For the Post-processing method, the improvement with MGDA aggregation is not significant. This is most likely due to the fact that the optimization parameter is a low-dimensional (<10) vector, which reduces the impact of gradient conflicts, and the post-processing errors are primarily introduced by the sample size rather than optimization, as analyzed in the original paper.
These findings provide additional support for our previous analysis in rebuttal: Our framework emphasizes group-fairness calibration without relying on specific aggregation schemes, making it compatible to aggregation methods that reduce the impact of gradient conflicts, while our proposed learning objective inherently harmonizes the conflicts caused by optimizing both global and local fairness.

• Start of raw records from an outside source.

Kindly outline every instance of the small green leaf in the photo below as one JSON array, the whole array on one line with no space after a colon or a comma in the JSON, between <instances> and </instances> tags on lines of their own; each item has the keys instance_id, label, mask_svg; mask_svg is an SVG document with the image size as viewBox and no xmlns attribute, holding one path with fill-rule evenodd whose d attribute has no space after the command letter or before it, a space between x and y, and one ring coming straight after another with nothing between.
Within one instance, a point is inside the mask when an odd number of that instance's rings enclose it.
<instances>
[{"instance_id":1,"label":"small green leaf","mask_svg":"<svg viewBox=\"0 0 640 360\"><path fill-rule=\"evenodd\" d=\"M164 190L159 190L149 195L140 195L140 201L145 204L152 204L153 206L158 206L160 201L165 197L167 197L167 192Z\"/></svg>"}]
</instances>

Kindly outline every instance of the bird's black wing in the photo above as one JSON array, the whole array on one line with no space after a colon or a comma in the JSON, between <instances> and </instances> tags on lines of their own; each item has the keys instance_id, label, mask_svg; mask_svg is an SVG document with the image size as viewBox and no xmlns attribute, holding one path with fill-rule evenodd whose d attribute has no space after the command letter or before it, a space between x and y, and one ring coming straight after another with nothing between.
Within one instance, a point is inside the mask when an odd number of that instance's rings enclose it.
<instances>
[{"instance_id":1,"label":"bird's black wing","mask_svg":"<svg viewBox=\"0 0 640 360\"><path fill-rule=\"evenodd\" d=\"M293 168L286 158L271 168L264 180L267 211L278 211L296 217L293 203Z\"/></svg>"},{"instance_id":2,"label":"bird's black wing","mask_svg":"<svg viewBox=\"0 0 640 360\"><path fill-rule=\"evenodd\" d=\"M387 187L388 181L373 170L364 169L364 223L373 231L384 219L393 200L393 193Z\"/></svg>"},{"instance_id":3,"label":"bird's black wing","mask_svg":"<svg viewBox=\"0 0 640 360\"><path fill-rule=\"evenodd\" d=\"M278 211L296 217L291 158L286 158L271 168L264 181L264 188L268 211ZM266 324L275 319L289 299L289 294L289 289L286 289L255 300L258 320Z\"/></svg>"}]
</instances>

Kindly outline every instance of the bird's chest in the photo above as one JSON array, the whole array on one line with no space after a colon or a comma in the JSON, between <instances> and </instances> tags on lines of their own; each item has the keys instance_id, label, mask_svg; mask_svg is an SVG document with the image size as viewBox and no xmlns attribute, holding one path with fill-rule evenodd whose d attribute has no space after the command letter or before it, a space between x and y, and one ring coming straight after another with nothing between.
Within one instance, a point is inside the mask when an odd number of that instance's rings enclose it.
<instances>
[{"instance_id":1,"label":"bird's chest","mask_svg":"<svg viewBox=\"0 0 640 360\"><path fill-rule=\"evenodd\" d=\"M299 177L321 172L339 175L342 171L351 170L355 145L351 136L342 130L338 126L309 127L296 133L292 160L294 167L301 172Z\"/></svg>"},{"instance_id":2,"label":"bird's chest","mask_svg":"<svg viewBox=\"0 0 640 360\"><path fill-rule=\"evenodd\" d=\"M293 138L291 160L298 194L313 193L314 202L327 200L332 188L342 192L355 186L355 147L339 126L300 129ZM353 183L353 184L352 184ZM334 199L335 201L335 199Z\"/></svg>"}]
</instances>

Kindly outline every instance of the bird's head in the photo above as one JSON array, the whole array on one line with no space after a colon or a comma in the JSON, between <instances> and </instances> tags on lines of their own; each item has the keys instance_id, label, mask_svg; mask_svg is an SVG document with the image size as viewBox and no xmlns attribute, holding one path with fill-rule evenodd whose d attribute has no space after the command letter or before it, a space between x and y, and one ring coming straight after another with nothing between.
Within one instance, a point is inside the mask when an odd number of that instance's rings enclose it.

[1] Federated Multi-Objective Learning, NeurIPS 2023.
Thank you for the detailed response. I look forward to the edits in the revised paper.
Dear reviewer eRHZ,
Sincere appreciation for your valuable feedback! It has greatly contributed to enhancing the quality of our work. As you suggested, we will make sure to incorporate the corresponding discussion and experiments in the revised manuscript, in accordance with the above content about experiments in the multi-class setting, the discussion on gradient conflicts, and the confidence intervals in the experiments.
Thank you once again for your constructive review and support.
This paper presents a novel controllable federated group-fairness calibration framework called FedFACT. It identifies the Bayes-optimal classifiers under both global and local fairness constraints in multi-class case. It balances fairness and accuracy by reformulating fair federated leanring as personalized cost-sensitive learning problem for in-processing, and bi-level optimization for post-processing. Convergence and generalization guarantees for FedFACT are developed. Extensive experimental results show that FedFACT consistently outperforms baselines in balancing accuracy and global-local fairness.
Overall, the work is solid and carries substantial merits. All reviewers are on the positive side. I agree with their assessments.
A few issues are raised in the reviews, and authors are encouraged to address them in the final version. In particular, authors are encouraged to improve the readability of certain sections, and discuss possible adaptions of related works on binary classification to the multi-class setting studied in this paper (e.g. what are the challenges, how would the adapted results compare to the present results). It would also be nice to discuss possible integrations of the proposed global fairness and local fairness solutions.